Since 2005, CatalanDictionary has been collecting word frequencies. That is to say, every time we enter a word in the dictionary, we do a 'quick and dirty' Google search for the word and make a note of the number of results we get back. So, for example, when we enter an adjective or a noun we search for 'masculine singular form OR feminine singular form OR masculine plural form OR feminine plural form'. With verbs, we search for 'infinitive form OR 3rd person singular form OR 3rd person plural form'. It's clearly not a perfect system but it gives us a rough idea of just how frequent a word is. We also make a note of the month and year we enter each word in the dictionary (MM/YY) and, when we make changes to an entry, we amend both the word frequency and the date. It truly is amazing to see quite how much the Catalan-language Web has grown over the last 7 years or so. For example, yesterday I amended the entry for 'fiscal'. Back in 2005, when we originally entered this term, the frequency count we had was 59,300. Yesterday it was 5,360,000. I also amended 'geni' which had risen from 6,880 results in 2005 to 1,630,000 in 2012 and 'refer' (the Catalan verb) which had gone from 13,900 results to 2,530,000. One of these days, when I have a free moment, I intend to pull out all this data, analyze it and write an article about it. I think it will make for very interesting reading.

Oops! Dictionary fail!

(found on yesterday afternoon)

Diccionario Espasa concise inglés-español © 2000 Espasa Calpe:
bañera sustantivo femenino bath
Existe también la palabra bathtub, pero significa una bañera independiente, sin grifos y, como tal, ya es anticuada.

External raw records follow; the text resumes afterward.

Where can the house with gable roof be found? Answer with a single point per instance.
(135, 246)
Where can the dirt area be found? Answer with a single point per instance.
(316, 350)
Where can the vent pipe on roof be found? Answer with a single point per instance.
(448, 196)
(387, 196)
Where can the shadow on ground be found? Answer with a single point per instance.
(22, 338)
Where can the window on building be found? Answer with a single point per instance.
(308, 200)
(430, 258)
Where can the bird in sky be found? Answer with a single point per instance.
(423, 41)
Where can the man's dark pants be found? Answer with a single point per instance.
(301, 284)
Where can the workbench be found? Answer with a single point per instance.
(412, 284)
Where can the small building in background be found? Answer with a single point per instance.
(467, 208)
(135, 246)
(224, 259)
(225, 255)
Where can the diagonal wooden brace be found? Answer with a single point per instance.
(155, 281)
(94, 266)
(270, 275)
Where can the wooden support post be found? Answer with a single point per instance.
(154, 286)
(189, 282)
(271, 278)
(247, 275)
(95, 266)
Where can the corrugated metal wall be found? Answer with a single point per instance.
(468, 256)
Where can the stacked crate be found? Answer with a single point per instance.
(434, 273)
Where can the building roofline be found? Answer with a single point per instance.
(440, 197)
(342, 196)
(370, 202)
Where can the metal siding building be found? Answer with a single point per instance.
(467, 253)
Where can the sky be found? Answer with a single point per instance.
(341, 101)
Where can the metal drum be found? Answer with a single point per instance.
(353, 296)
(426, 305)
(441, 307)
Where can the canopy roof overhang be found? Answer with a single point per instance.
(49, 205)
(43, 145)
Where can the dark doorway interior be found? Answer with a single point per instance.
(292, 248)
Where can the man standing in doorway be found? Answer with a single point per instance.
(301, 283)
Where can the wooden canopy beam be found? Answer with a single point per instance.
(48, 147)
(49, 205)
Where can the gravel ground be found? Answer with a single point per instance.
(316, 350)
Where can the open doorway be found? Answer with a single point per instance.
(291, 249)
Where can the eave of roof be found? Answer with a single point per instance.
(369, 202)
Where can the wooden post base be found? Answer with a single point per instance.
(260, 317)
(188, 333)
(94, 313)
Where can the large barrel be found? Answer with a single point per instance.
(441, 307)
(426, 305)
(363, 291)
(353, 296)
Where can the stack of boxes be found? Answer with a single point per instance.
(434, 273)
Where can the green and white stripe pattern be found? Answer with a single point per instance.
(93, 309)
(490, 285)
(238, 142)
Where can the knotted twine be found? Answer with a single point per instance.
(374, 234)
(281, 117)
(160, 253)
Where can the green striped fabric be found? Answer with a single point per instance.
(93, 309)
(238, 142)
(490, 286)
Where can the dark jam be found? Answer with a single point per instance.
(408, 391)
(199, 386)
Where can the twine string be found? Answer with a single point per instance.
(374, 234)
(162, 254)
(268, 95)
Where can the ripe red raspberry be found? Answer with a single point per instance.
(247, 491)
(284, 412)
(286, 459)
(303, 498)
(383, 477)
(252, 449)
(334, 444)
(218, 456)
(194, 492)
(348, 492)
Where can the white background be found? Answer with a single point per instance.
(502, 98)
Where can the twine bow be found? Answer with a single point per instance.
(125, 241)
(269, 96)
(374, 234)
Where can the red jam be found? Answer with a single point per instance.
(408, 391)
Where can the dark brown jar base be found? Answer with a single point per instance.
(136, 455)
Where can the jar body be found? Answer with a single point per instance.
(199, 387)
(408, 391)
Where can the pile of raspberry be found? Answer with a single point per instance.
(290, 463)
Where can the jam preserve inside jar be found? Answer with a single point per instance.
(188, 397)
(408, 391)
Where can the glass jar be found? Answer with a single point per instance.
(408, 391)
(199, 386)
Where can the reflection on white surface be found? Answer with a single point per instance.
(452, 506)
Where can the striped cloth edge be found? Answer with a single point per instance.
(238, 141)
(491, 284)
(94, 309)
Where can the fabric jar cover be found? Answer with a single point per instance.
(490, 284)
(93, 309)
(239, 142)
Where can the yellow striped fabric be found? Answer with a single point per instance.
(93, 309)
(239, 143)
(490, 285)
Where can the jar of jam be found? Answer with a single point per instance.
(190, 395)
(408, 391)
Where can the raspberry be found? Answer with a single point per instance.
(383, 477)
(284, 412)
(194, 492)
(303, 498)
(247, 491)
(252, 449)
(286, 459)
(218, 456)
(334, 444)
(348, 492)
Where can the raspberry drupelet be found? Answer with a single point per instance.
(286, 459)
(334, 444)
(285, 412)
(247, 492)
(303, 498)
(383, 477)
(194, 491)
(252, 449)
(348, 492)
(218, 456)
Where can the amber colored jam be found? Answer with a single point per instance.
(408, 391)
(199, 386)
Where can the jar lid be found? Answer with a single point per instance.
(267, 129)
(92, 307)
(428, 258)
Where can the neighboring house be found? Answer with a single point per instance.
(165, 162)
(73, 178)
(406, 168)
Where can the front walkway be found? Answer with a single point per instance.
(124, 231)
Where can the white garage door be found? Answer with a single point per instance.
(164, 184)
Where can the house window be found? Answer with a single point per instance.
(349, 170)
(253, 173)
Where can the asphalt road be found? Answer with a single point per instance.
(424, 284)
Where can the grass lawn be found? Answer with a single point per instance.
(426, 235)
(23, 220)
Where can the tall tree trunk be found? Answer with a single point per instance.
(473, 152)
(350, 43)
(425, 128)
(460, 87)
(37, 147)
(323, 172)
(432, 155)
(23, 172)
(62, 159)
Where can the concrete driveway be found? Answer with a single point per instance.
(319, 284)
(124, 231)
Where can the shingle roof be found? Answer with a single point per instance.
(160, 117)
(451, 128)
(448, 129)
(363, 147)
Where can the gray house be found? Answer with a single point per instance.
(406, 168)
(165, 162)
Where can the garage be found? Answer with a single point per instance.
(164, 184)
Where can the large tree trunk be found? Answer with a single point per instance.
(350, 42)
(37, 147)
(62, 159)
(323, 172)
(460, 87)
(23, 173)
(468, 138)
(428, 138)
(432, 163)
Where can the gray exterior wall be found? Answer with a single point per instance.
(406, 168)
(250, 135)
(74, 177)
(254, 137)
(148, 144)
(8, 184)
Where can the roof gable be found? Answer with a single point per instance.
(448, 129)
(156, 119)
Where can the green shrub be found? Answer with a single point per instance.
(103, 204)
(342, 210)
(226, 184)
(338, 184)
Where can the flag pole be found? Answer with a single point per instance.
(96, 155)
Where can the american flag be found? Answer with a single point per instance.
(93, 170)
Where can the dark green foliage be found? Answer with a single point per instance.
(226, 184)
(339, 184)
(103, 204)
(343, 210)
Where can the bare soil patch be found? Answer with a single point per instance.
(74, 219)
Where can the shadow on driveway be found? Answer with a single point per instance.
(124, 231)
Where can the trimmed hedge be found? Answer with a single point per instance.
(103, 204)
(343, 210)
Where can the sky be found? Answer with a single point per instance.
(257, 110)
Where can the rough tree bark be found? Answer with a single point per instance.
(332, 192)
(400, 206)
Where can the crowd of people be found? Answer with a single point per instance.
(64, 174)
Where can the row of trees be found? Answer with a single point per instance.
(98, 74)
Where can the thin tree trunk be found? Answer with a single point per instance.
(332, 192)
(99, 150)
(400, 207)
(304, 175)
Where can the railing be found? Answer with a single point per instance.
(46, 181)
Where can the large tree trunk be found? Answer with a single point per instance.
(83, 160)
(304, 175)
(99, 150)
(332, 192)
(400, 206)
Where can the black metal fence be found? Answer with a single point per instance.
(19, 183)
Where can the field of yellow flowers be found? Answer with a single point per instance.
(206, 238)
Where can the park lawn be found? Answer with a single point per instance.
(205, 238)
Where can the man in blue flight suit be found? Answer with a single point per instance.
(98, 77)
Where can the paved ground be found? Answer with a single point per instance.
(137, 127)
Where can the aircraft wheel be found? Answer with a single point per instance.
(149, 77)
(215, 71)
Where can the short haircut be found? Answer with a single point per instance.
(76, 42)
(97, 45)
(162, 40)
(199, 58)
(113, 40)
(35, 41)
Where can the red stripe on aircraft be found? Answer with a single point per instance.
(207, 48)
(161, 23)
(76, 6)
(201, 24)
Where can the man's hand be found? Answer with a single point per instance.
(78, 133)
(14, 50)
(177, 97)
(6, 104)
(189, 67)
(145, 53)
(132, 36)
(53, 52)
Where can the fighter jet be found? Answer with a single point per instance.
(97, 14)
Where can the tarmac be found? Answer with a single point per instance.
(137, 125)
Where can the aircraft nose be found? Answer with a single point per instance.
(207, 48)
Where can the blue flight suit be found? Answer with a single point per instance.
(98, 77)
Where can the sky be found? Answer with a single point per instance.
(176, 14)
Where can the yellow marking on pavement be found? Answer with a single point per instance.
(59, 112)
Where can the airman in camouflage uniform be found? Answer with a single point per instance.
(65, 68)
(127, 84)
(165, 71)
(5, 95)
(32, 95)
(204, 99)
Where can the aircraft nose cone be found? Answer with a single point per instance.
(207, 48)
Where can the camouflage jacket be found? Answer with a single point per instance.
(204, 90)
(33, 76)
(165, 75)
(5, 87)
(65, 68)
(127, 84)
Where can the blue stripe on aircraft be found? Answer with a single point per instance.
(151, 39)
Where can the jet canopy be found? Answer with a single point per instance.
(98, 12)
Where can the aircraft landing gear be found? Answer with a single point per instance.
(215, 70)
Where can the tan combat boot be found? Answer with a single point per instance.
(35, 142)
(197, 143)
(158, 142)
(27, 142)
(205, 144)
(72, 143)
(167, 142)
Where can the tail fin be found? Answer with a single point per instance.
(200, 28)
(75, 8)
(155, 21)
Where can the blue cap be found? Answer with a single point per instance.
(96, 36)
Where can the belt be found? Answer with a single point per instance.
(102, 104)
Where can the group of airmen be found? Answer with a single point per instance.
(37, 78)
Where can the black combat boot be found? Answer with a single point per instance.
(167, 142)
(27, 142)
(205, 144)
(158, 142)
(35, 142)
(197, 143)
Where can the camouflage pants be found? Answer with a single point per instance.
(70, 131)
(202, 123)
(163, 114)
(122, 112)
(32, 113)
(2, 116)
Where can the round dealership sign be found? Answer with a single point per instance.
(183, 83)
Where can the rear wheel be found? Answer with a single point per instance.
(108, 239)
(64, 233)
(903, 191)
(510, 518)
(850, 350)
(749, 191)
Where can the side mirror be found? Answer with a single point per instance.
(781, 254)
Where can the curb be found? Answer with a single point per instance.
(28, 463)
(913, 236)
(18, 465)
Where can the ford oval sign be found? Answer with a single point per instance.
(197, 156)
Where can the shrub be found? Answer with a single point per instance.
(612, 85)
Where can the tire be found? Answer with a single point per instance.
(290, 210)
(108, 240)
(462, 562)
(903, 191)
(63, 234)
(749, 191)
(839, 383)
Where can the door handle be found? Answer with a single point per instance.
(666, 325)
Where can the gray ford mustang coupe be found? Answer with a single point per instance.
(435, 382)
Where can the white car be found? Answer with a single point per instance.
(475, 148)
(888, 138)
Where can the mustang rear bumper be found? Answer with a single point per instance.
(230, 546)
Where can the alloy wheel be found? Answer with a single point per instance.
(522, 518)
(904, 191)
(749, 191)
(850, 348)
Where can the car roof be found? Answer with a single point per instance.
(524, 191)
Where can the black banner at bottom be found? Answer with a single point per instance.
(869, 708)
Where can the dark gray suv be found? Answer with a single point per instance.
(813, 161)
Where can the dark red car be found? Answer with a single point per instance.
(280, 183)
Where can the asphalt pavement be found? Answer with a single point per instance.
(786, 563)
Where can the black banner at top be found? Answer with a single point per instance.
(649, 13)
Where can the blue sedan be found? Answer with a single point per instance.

WTF? I would just like to assure anybody who finds the word 'bathtub' in our dictionary (and you will) that the word is not at all old-fashioned or antiquated! The old-style bathtubs without taps which our ancestors used are indeed old-fashioned and no longer used but the word 'bathtub' is alive and well. I have one. It's upstairs, it's not free-standing, it's made from acrylic and it most definitely has taps (or should that be 'faucets'? It is an American bathtub after all!) We most often call it 'the bath' but we can also, on occasion, be heard to call it 'the bathtub' and even sometimes 'the tub'.